- Fazhanhe Hani Ethnic Township Location in Yunnan.
- Coordinates: 22°20′04″N 100°10′24″E﻿ / ﻿22.33444°N 100.17333°E
- Country: People's Republic of China
- Province: Yunnan
- Prefecture-level city: Pu'er City
- Autonomous county: Lancang Lahu Autonomous County
- Incorporated (township): 1988

Area
- • Total: 486 km^{2} (188 sq mi)

Population (2017)
- • Total: 15,884
- • Density: 32.7/km^{2} (84.6/sq mi)
- Time zone: UTC+08:00 (China Standard)
- Postal code: 665622
- Area code: 0879

= Fazhanhe Hani Ethnic Township =

Fazhanhe Hani Ethnic Township (发展河哈尼族乡 (發展河哈尼族鄉, Fāzhǎnhé Hānízú Xiāng)) is an ethnic township in Lancang Lahu Autonomous County, Yunnan, China. As of the 2017 census it had a population of 15,884 and an area of 486 km2.

==Etymology==
The township named after Fazhan River (发展河), which flows through the region.

==Administrative division==
As of 2016, the township is divided into four villages:
- Fazhanhe (发展河村)
- Mengnai (勐乃村)
- Heishan (黑山村)
- Yingpan (营盘村)

==History==
Formerly known as "Yingpan District" (营盘区), it came under the jurisdiction of Dayakou Tudusi (大雅口土都司) in the Qing dynasty (1644-1911).

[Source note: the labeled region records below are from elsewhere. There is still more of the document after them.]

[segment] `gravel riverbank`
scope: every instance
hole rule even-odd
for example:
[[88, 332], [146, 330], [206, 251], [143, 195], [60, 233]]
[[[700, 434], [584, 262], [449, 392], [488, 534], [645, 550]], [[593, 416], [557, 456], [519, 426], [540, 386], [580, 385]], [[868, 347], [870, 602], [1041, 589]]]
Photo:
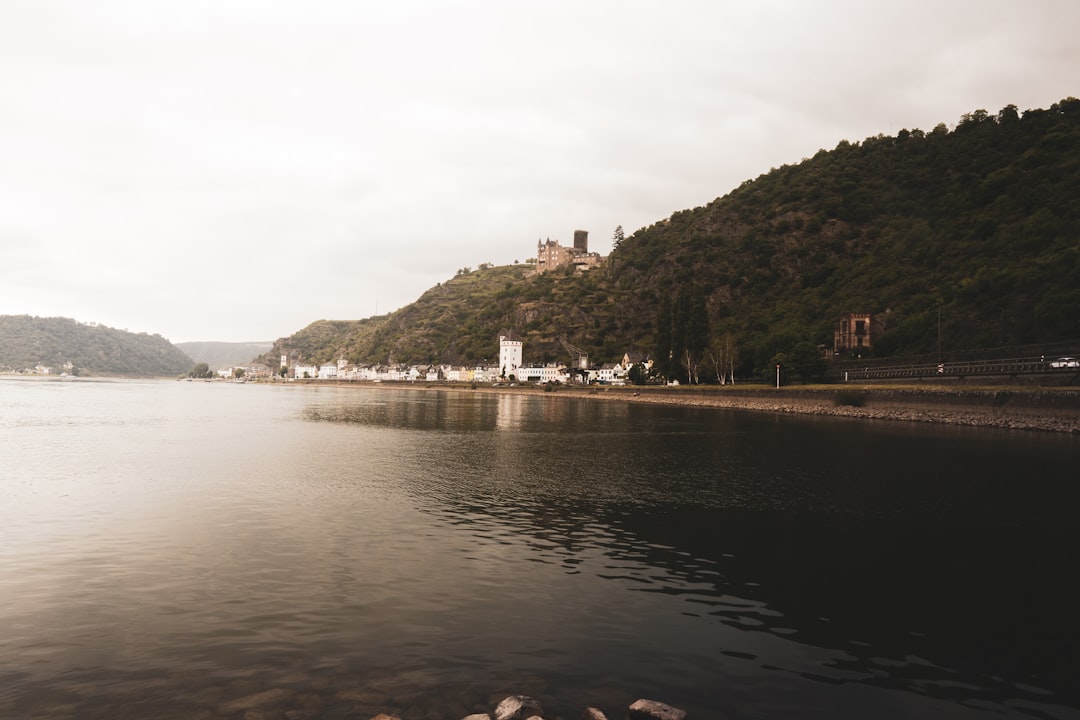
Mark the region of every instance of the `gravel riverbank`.
[[[543, 392], [491, 388], [486, 392]], [[784, 415], [1080, 433], [1080, 391], [1047, 388], [557, 388], [556, 395]]]

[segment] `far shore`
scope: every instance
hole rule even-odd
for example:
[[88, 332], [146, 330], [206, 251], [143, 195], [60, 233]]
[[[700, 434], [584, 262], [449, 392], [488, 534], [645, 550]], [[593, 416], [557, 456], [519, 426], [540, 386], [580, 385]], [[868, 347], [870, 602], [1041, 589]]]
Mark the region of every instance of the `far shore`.
[[[325, 381], [311, 381], [322, 383]], [[1080, 433], [1080, 389], [1034, 385], [489, 385], [421, 382], [339, 382], [364, 388], [411, 388], [521, 393], [624, 403], [657, 403], [784, 415], [863, 418], [1009, 430]]]

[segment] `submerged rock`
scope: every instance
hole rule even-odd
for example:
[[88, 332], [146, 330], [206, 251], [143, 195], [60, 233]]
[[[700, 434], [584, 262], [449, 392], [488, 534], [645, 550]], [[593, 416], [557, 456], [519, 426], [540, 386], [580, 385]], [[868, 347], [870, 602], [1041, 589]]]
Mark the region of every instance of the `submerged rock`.
[[659, 703], [654, 699], [638, 699], [630, 706], [630, 720], [685, 720], [686, 710]]
[[495, 708], [495, 720], [528, 720], [532, 716], [543, 716], [543, 706], [528, 695], [510, 695]]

In 1940, it belonged to the 3rd District and then became Xinya Township (新雅乡).

In 1949, it was under the jurisdiction of Ningjiang County (宁江县). After Ningjiang County was revoked in 1953, it was renamed "Yingpan District". In 1971 its name was changed to "Yingpan Commune" (营盘公社). It was formed as a township in 1988.

==Geography==
The township is situated at southeastern Lancang Lahu Autonomous County. It borders Nuozhadu Town in the north and northeast, Town in the east, Menghai County in the south and east, Huimin Town in the southwest, and Jiujing Hani Ethnic Township in the west.

There are over five rivers and streams in the township, such as Fazhan River (发展河), Mengsong River (勐宋河), Manghong River (芒红河), Nankang River (南抗河), and Mengnai River (勐乃河).

==Economy==
The economy of the township is mainly based on agriculture, including farming and pig-breeding. Tea, sugarcane, and fruit are the economic plants of this region.

==Demographics==

As of 2017, the National Bureau of Statistics of China estimates the township's population now to be 15,884.

Ethnic groups in 2004
| Ethnicity | Population | Percentage |
| Hani | 5075 | 33.4% |
| Lahu | 4945 | 32.5% |
| Han | 4092 | 26.9% |
| Yi | 842 | 5.5% |
| Dai | 209 | 1.4% |
| Other | 52 | 0.3% |

==Transportation==
The National Highway G214 passes across the township north to south.